David Matlack <dmatlack@xxxxxxxxxx> · Tue, 30 Nov 2021 15:56:15 -0800

On Fri, Nov 26, 2021 at 4:01 AM Peter Xu <peterx@xxxxxxxxxx> wrote:
>
> Hi, David,
>
> On Fri, Nov 19, 2021 at 11:57:56PM +0000, David Matlack wrote:
> > diff --git a/arch/x86/include/asm/kvm_host.h b/arch/x86/include/asm/kvm_host.h
> > index 2a7564703ea6..432a4df817ec 100644
> > --- a/arch/x86/include/asm/kvm_host.h
> > +++ b/arch/x86/include/asm/kvm_host.h
> > @@ -1232,6 +1232,9 @@ struct kvm_arch {
> >       hpa_t   hv_root_tdp;
> >       spinlock_t hv_root_tdp_lock;
> >  #endif
> > +
> > +     /* MMU caches used when splitting large pages during VM-ioctls. */
> > +     struct kvm_mmu_memory_caches split_caches;
>
> Are mmu_gfn_array_cache and mmu_pte_list_desc_cache wasted here?  I saw that
> "struct kvm_mmu_memory_cache" still takes up quite a few hundreds of bytes,
> just want to make sure we won't waste them in vain.

Yes they are wasted right now.

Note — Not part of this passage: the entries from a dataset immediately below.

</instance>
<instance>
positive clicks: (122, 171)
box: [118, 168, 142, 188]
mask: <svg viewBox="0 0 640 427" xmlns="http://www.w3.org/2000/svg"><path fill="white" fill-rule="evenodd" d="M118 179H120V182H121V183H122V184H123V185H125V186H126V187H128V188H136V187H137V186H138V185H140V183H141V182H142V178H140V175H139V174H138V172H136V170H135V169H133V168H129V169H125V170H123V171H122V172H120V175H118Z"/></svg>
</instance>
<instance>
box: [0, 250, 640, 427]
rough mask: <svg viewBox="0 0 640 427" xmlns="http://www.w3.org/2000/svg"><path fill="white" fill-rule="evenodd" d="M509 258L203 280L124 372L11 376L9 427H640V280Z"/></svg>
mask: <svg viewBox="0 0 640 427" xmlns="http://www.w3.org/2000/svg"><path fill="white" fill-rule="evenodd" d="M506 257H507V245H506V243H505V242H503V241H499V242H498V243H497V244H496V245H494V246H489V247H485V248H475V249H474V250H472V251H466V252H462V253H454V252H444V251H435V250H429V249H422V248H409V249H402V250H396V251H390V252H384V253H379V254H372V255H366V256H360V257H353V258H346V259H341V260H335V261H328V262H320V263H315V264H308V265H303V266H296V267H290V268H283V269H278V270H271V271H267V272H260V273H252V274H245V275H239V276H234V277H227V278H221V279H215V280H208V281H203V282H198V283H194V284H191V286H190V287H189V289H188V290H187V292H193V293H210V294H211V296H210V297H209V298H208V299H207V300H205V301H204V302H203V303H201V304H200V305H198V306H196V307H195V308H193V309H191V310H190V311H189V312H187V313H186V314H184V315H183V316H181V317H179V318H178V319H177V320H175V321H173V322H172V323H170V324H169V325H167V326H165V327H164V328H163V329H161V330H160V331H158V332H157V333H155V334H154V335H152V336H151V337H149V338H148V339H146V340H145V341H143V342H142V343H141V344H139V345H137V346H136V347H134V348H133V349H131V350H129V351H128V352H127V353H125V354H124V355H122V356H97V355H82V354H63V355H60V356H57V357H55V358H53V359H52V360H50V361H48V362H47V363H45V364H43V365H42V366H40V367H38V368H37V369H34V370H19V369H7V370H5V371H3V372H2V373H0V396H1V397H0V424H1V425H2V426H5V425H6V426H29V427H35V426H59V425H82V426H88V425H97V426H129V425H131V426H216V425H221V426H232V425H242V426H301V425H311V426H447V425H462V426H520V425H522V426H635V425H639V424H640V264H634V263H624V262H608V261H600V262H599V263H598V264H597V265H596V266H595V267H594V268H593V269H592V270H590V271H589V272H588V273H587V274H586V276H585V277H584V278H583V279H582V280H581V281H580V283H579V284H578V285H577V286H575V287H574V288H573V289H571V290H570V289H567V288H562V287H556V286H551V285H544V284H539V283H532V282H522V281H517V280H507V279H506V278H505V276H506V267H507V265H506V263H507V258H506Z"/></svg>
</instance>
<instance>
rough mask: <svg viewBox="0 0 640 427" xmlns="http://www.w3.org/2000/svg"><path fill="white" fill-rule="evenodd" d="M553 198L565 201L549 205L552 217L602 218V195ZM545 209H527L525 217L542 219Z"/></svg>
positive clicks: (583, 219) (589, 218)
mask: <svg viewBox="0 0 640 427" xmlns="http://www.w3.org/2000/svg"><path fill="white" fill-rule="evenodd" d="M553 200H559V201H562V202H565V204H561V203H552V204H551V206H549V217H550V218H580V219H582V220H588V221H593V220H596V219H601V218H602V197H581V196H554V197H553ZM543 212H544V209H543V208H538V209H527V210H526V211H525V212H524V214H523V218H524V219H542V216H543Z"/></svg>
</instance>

But there's a couple of things to keep in mind:

1. They are also wasted in every vCPU (in the per-vCPU caches) that
does not use the shadow MMU.
2. They will (I think) be used eventually when I add Eager Page
Splitting support to the shadow MMU.
3. split_caches is per-VM so it's only a few hundred bytes per VM.

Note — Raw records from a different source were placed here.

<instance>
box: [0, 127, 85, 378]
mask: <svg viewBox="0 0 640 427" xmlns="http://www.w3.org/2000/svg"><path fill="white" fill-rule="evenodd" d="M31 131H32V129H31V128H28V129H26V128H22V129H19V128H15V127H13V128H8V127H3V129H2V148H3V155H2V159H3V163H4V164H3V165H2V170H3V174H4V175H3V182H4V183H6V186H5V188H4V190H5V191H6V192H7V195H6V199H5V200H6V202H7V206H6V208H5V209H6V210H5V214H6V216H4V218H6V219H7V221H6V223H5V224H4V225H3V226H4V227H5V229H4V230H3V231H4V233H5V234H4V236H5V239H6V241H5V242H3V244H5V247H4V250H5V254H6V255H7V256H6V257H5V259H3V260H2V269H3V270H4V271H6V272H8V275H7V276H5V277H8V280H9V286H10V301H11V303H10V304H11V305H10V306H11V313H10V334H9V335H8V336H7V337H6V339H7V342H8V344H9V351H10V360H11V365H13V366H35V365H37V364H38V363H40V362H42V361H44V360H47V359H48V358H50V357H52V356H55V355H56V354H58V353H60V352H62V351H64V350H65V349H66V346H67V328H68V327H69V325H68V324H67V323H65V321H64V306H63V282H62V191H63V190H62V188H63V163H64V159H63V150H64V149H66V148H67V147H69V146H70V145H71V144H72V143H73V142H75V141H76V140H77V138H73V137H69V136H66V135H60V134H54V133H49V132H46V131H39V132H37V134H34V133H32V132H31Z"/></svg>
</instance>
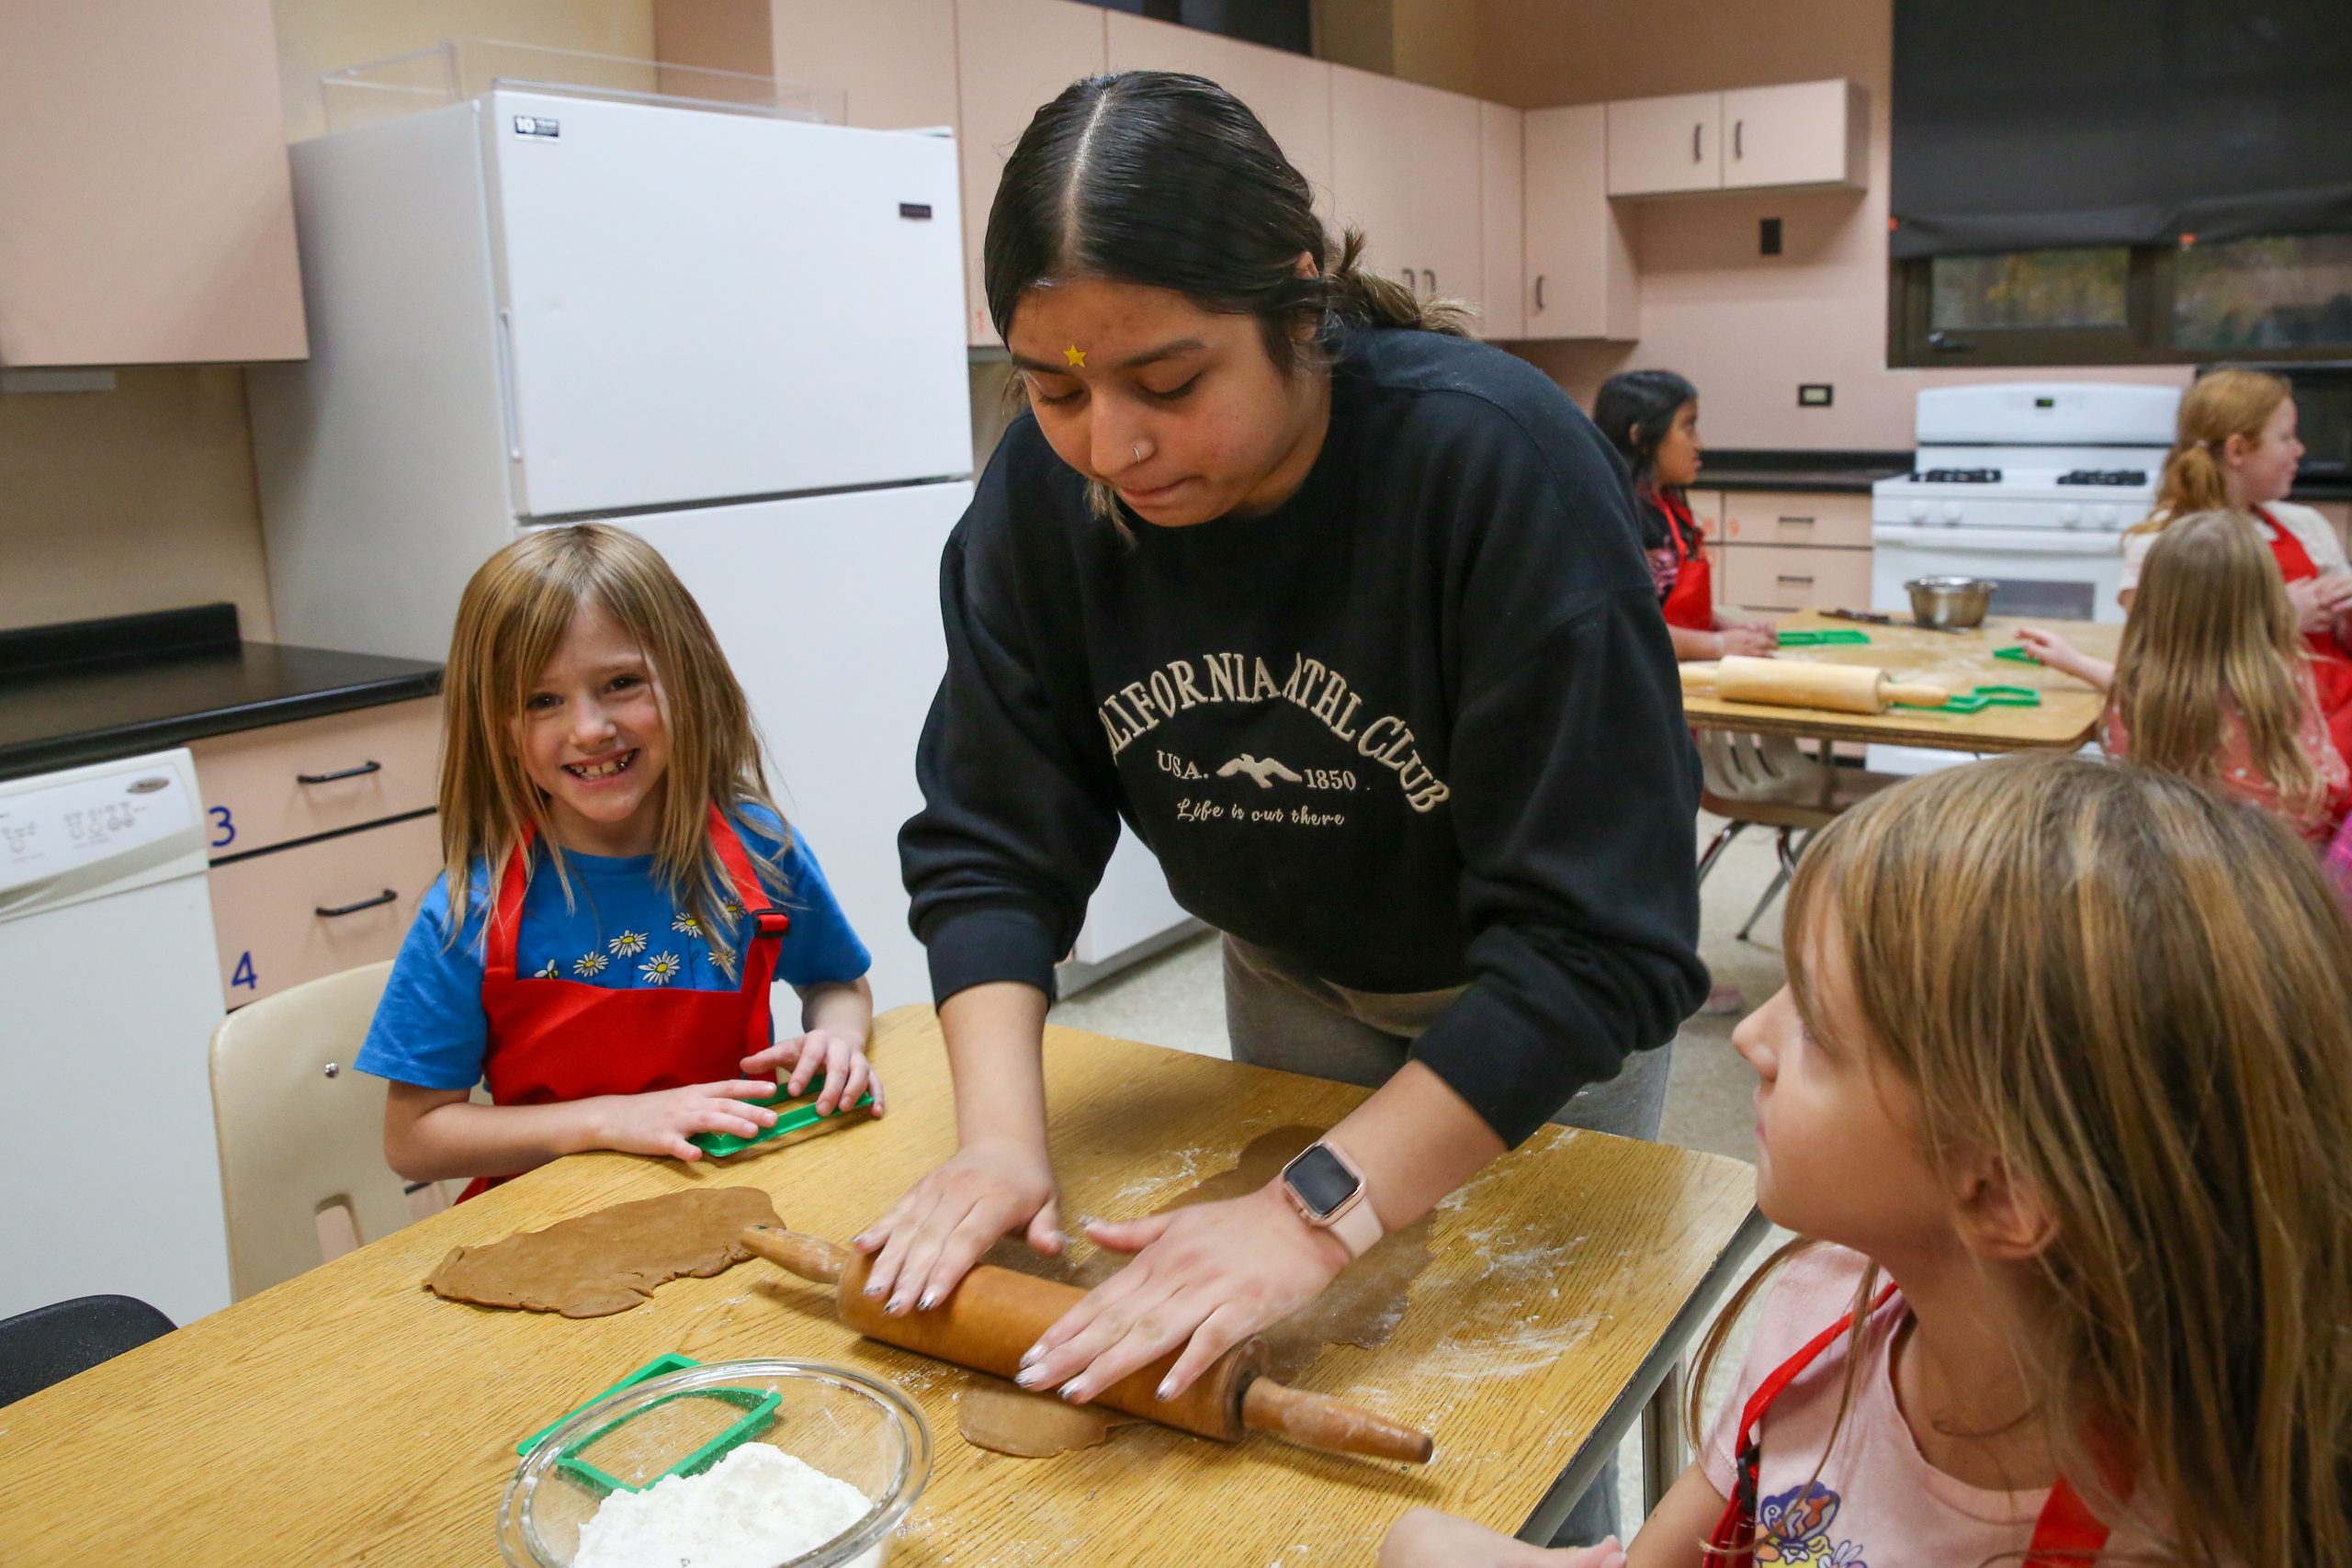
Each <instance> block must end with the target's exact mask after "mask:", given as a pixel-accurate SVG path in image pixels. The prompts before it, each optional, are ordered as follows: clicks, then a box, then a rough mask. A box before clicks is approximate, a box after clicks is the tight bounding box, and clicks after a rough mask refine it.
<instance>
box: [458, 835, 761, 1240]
mask: <svg viewBox="0 0 2352 1568" xmlns="http://www.w3.org/2000/svg"><path fill="white" fill-rule="evenodd" d="M710 844H713V849H717V851H720V863H722V865H724V867H727V877H729V882H734V891H736V898H739V900H741V903H743V907H746V910H750V912H753V919H755V922H757V936H753V940H750V950H748V952H743V959H741V969H743V985H741V987H739V990H731V992H703V990H607V987H602V985H583V983H579V980H541V978H536V976H529V978H517V976H515V936H517V931H522V893H524V889H527V884H529V853H532V835H529V832H524V835H522V842H520V844H515V853H510V856H508V860H506V872H503V875H501V877H499V891H496V903H494V905H492V917H489V943H487V952H485V964H482V1011H485V1013H487V1016H489V1053H487V1058H485V1063H482V1077H485V1081H487V1084H489V1098H492V1103H496V1105H550V1103H557V1100H588V1098H593V1095H635V1093H652V1091H654V1088H684V1086H687V1084H715V1081H720V1079H739V1077H743V1058H746V1056H755V1053H760V1051H767V1046H769V1044H771V1039H769V1020H767V990H769V985H774V980H776V947H779V945H781V940H783V933H786V929H790V924H793V919H790V917H788V914H786V912H783V910H776V907H767V903H769V898H767V889H762V886H760V879H757V877H755V875H753V865H750V853H748V851H746V849H743V839H739V837H736V832H734V827H731V825H729V823H727V816H724V813H722V811H720V809H717V806H713V809H710ZM501 1180H508V1178H503V1175H494V1178H482V1175H477V1178H475V1180H473V1182H470V1185H468V1187H466V1192H463V1197H461V1199H459V1201H463V1199H470V1197H475V1194H477V1192H485V1190H487V1187H494V1185H496V1182H501Z"/></svg>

If we really want to save the memory the right way forward might be to
make each kvm_mmu_memory_cache a pointer instead of an embedded
struct. Then we can allocate each dynamically only as needed. I can
add that to my TODO list but I don't think it'd be worth blocking this
on it given the points above.

>
> [...]
>
> > +int mmu_topup_split_caches(struct kvm *kvm)
> > +{
> > +     struct kvm_mmu_memory_caches *split_caches = &kvm->arch.split_caches;
> > +     int r;
> > +
> > +     assert_split_caches_invariants(kvm);
> > +
> > +     r = kvm_mmu_topup_memory_cache(&split_caches->page_header_cache, 1);
> > +     if (r)
> > +             goto out;
> > +
> > +     r = kvm_mmu_topup_memory_cache(&split_caches->shadow_page_cache, 1);
> > +     if (r)
> > +             goto out;
>
> Is it intended to only top-up with one cache object?  IIUC this means we'll try
> to proactively yield the cpu for each of the huge page split right after the
> object is consumed.
>
> Wondering whether it be more efficient to make it a slightly larger number, so
> we don't overload the memory but also make the loop a bit more efficient.

IIUC, 1 here is just the min needed for kvm_mmu_topup_memory_cache to
return success. I chose 1 for each because it's the minimum necessary
to make forward progress (split one large page).

No matter what you pass for min kvm_mmu_topup_memory_cache() will
still always try to allocate KVM_ARCH_NR_OBJS_PER_MEMORY_CACHE
objects.

>
> > +
> > +     return 0;
> > +
> > +out:
> > +     pr_warn("Failed to top-up split caches. Will not split large pages.\n");
> > +     return r;
> > +}
>
> Thanks,
>
> --
> Peter Xu
>